Billie Jean King walked across the stage at Cal State Los Angeles on Monday to collect a diploma in history, completing a degree she abandoned in 1964 to chase a tennis ball around the world. She was 82 years old. The gap between leaving and returning: 61 years.
King had good reason to go. Within years of departing campus, she became the world's top-ranked professional tennis player. She won 39 championships, claimed a Presidential Medal of Freedom and a congressional Medal of Honor, and fundamentally changed the sport. But the degree stayed unfinished until last year, when she decided it was time.
"It is a privilege for me to be here as a member of your graduating class," King told the crowd at commencement. "Yeah baby, only 61 years!"
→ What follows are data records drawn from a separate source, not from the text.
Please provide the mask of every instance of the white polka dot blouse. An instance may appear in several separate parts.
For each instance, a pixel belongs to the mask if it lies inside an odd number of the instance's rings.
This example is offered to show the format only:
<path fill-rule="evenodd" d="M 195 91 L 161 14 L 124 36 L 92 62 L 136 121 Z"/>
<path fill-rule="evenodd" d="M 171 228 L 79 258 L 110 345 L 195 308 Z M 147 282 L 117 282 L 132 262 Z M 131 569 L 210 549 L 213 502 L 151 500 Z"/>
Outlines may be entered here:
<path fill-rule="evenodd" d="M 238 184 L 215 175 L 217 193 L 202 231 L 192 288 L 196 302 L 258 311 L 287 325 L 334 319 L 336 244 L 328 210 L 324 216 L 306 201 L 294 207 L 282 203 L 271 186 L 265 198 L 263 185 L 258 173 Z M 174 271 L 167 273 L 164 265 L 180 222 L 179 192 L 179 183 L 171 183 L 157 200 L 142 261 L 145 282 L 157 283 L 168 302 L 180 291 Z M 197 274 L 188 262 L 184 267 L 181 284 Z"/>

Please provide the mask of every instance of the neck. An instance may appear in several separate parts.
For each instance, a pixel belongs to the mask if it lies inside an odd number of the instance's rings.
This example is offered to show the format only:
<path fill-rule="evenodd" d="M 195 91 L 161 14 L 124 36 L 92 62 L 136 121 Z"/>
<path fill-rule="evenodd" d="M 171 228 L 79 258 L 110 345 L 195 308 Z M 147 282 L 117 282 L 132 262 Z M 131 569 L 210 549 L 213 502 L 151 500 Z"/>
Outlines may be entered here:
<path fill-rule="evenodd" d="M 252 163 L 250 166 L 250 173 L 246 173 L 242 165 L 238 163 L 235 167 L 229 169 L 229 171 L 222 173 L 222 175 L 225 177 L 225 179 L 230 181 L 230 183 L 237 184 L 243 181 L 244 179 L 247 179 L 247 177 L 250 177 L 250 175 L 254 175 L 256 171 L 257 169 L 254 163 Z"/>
The choice to attend Cal State Los Angeles, then called Los Angeles State College, was deliberate. King wanted a coach willing to push her hard, and she found one in Scotty Deeds, who trained men and women together on the same courts. "Their approach to winning in tennis was revolutionary at the time," King said of Deeds and the women's coach Dr. Joan Johnson. The setup gave her the caliber of competition she needed.
While still enrolled, she made history. At 18, King and her doubles partner Karen Hantze, 17, won Wimbledon, becoming the youngest team ever to claim the title. She could have stopped there. She didn't.
Growing up in a working-class household, the daughter of a firefighter and a homemaker, King said she became the first in her immediate family to finish college. But her real drive came from something deeper. At 12, standing at a tennis club, she had a moment of clarity: almost everyone around her was white. "I asked myself, where is everybody else?" she recalled on Monday. "From that day forward, I committed my life to equality and inclusion for all."
Tennis became her platform. In 1973, she founded the Women's Tennis Association and pushed the US Open to offer equal prize money. That same year, she faced Bobby Riggs in a match billed as "The Battle of the Sexes," a victory so significant it later became a Hollywood film. King, one of the first openly gay professional athletes, never let tennis be just about tennis.
At her commencement address, she kept the message simple for her fellow graduates: "Have fun. Be fearless. And make history."
Author James Rodriguez: "King's return to finish what she started feels like the perfect capstone to a life spent refusing to settle for what the world told her was enough."